# Explore MCP
This repo runs a local MCP (Model Context Protocol) server, verifies tool connectivity with a client, and demonstrates OpenAI tool-calling integration.
## Prerequisites
- Python 3.13 (per `pyproject.toml`).
- Linux/macOS shell (commands shown for bash).
- An OpenAI API key.
- Dependencies listed in `pyproject.toml`.
## Install dependencies
You can use uv, poetry, or pip. Pick one approach.
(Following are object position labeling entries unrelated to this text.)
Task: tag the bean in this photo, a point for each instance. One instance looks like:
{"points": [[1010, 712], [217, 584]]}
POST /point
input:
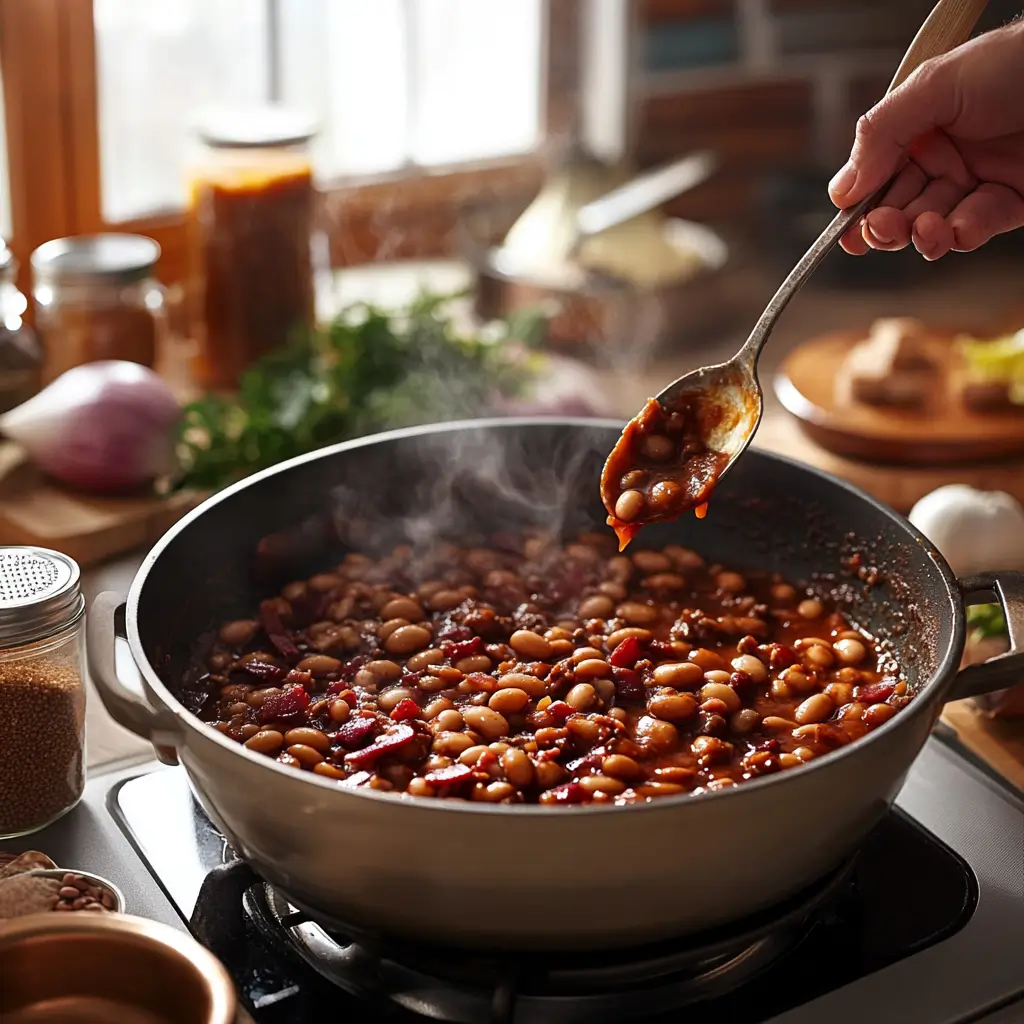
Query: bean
{"points": [[402, 607], [879, 714], [517, 767], [602, 783], [850, 651], [320, 666], [472, 754], [386, 629], [708, 659], [309, 737], [621, 766], [429, 656], [637, 613], [681, 675], [723, 692], [629, 505], [407, 639], [754, 668], [582, 696], [673, 707], [452, 743], [598, 606], [450, 721], [265, 741], [239, 633], [660, 736], [305, 755], [744, 721], [487, 723], [815, 709], [521, 681]]}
### Option A: uv (fast, recommended)
```bash
# If uv is not installed, see https://docs.astral.sh/uv/getting-started/
uv sync
```
### Option B: poetry
```bash
poetry install
poetry shell
```
### Option C: pip + venv
```bash
python -m venv .venv
source .venv/bin/activate
pip install -r requirements.txt .
```
## Set OpenAI API key
The script `utils/helpers.py` expects your key in a file at:
- `~/.llm_secrets` with content like:
```text
OPENAI_API_KEY=sk-...
```
Alternatively, you can set the environment variable directly in your shell before running the OpenAI test:
```bash
export OPENAI_API_KEY=sk-...
```
Note: `call_my_mcp2.py` imports `get_api_key()` and sets `os.environ["OPENAI_API_KEY"]` internally using the `~/.llm_secrets` file. If that file is missing, set the env var as shown above or create the file.
## Start the MCP server
This launches the FastAPI app serving the MCP endpoint at `http://127.0.0.1:8000/mcp`.
```bash
python mcp_server.py
```
Expected log: uvicorn starts and listens on port 8000.
## Health check: MCP client
In a separate terminal (while the server is running), verify connectivity and tool discovery.
```bash
python mcp_client_check.py
```
Expected output: A tools list including `ping`, `add`, and `subtract`.
## OpenAI integration test
With the server running and your OpenAI key available, run the LLM orchestration demo:
```bash
python mcp_llm_mode2.py
```
What it does:
- Discovers MCP tools from the server.
- Provides those tools to the OpenAI Chat Completions API.
- Lets the model call `add` and returns the final answer.
Expected: The printed result of adding two numbers (e.g., `68` for 23 + 45).
### Notes
- The script uses model `gpt-5`. If this model is not available on your account, change it inside `call_my_mcp2.py` to a model you have access to (e.g., `gpt-4.1-mini` or another supported tools-capable model).
- Ensure the server URL in `call_my_mcp2.py` and `mcp_client_check.py` matches `http://127.0.0.1:8000/mcp`.
- If port 8000 is in use, edit `mcp_server.py` to run uvicorn on a different port and update the client scripts accordingly.
## Files
- `mcp_server.py`: FastAPI + FastMCP server exposing tools: `ping`, `add`, `subtract`.
- `mcp_client_check.py`: Async client that pings the server and lists tools.
- `call_my_mcp2.py`: Orchestrates an OpenAI chat with MCP tools.
- `utils/helpers.py`: Utility to load the OpenAI API key from `~/.llm_secrets` or set env vars from a JSON file.